Now I know they sell some nice carts but I really dont want to spend $500, thats more than I spent on the tractor! I could just get a pretty standard 17cuft metal cart and it might suffice but I'm thinking a little bigger. Here is my idea...

Make a DIY trailer using a boat trailer. I can often find lots of old boat trailers on craigslist and if I could get it for say $100-200 I think I could build a really nice trailer. I have a 14' boat and the trailer for it could handle up to a 16'. Using mine for an example, I could cut the main beam right after they all come together and relocate the hitch there since I dont want it that long. That would take it down to about 7' long, still just a tad long but ok. I think its about 3.5' between the wheel wells, that should be ok I dont want it too much bigger than the track width of the tractor. About all I would need to buy is some angle iron or C-channel to put a few verticle risers on the frame and then around the top. I'd use PT decking or similar cut to the shape of the frame for a deck. The back would take a little more work but I should be able to fab something, maybe even a small ramp gate - that would surely help get the bigger rounds loaded up. Downsides I see to using a boat trailer is they have skinny tires, I could probably get some wider rims and tires but thats going to cost. Also I dont know if having the axle sprung would be good or bad. Dont want to hit a big bump and have it eject a round lol.

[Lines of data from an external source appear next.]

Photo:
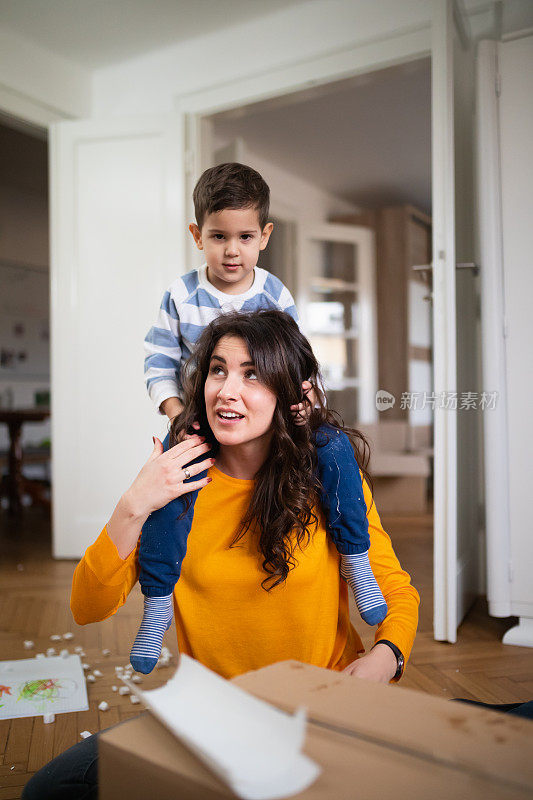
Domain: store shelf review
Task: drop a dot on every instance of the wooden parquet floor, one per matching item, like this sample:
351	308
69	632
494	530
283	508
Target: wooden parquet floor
34	604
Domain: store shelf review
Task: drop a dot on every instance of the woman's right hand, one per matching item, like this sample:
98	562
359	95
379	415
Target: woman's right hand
162	477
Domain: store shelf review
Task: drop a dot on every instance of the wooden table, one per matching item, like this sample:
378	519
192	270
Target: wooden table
15	418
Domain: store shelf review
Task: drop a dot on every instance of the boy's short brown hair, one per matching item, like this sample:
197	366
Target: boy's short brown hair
231	185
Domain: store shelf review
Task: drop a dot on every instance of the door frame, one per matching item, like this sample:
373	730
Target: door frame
393	50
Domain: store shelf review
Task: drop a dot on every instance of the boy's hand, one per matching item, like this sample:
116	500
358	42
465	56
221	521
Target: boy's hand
184	435
302	410
172	407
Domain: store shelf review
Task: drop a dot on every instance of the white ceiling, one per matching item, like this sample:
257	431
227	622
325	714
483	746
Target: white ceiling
366	140
96	33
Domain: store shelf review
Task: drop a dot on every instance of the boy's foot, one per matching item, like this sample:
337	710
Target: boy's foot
157	619
357	572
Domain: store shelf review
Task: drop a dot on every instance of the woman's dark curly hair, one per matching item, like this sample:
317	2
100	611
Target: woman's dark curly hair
286	488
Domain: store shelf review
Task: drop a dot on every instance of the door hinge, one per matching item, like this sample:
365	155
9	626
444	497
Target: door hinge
189	162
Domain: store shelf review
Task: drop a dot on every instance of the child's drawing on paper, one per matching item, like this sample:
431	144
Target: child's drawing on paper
35	686
43	691
6	690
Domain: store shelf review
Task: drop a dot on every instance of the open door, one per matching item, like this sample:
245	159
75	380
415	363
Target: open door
455	320
117	243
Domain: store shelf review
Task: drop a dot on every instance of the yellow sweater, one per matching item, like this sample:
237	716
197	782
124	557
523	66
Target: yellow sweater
225	619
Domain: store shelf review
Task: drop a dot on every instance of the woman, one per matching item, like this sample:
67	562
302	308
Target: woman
260	582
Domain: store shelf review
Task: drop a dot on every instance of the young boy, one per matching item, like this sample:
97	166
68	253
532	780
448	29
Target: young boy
231	203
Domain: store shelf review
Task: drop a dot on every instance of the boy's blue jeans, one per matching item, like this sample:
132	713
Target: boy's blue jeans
165	532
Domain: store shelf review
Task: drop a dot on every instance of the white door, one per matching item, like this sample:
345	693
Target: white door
455	322
117	242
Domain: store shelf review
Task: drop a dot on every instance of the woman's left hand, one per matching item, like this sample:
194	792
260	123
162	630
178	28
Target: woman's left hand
379	665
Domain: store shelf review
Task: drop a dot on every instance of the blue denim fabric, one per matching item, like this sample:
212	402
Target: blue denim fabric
342	495
71	776
164	541
164	538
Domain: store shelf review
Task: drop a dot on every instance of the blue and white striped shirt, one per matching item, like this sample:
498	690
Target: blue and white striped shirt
190	304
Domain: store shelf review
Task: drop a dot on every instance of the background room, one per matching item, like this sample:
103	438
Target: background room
396	141
349	167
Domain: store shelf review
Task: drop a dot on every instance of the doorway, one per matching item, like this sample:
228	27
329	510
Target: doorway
25	317
355	155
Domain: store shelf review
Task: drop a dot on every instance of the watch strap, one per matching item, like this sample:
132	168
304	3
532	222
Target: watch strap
399	657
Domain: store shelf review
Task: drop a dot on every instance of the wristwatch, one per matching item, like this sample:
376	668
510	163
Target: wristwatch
400	661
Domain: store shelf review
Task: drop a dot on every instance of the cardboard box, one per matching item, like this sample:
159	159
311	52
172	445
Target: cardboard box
372	741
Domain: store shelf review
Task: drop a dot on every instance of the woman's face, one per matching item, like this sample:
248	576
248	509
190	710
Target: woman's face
239	407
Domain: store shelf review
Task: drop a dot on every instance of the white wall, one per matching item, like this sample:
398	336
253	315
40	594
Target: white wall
296	199
37	85
321	27
516	131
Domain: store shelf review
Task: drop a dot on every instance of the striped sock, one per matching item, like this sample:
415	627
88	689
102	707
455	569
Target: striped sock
357	572
157	619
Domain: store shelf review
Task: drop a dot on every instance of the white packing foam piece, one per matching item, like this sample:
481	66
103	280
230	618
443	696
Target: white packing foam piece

I am open to other ideas as well. Some design considerations are:
-will be pulled behind a garden tractor, currently my cub cadet 1000, I might attach a pic for reference
-dont want it much wider than the track width of the cub, although I might put duals on it so a little wider than it is now is ok
-want a ball hitch, even the 12.5cuft cart's pin hitch was egging out the pin hole with all the weight of wood bouncing around
-decent height for ground clearance
-preferably wide tires for light snow/mud
-removable tail gate or ramp gate, dont want to have to lift rounds up over railing to get inside
-lots of hitch weight, my small tractor is only 2wd, and that craftsman dump cart when going up hill would actually take some weight off the hitch
-$$$$ would like to spend no more than $300 give or take
-possibility of mounting a winch to it

TIA for any advice

I attached a pic of the trailer and my little tractor that can do quite alot for only 10hp!


----------



## Jags (Apr 12, 2011)

My homemade trailer that I use around the farm.  It will handle all that you can put in it for firewood.  It is often loaded with a loader tractor, so it isn't babied.  Other than the tongue, axle and side supports it is all made from wood.  It is on year number 7 and I wouldn't even want to guess at how many tons that things has hauled.


----------



## Jags (Apr 12, 2011)

Here is another with a more close up shot.


----------



## Delta-T (Apr 12, 2011)

for some reason, I half expected your trailer to have a beer tap on it...sure that's your trailer?


----------



## Jags (Apr 12, 2011)

Delta-T said:
			
		

> for some reason, I half expected your trailer to have a beer tap on it...sure that's your trailer?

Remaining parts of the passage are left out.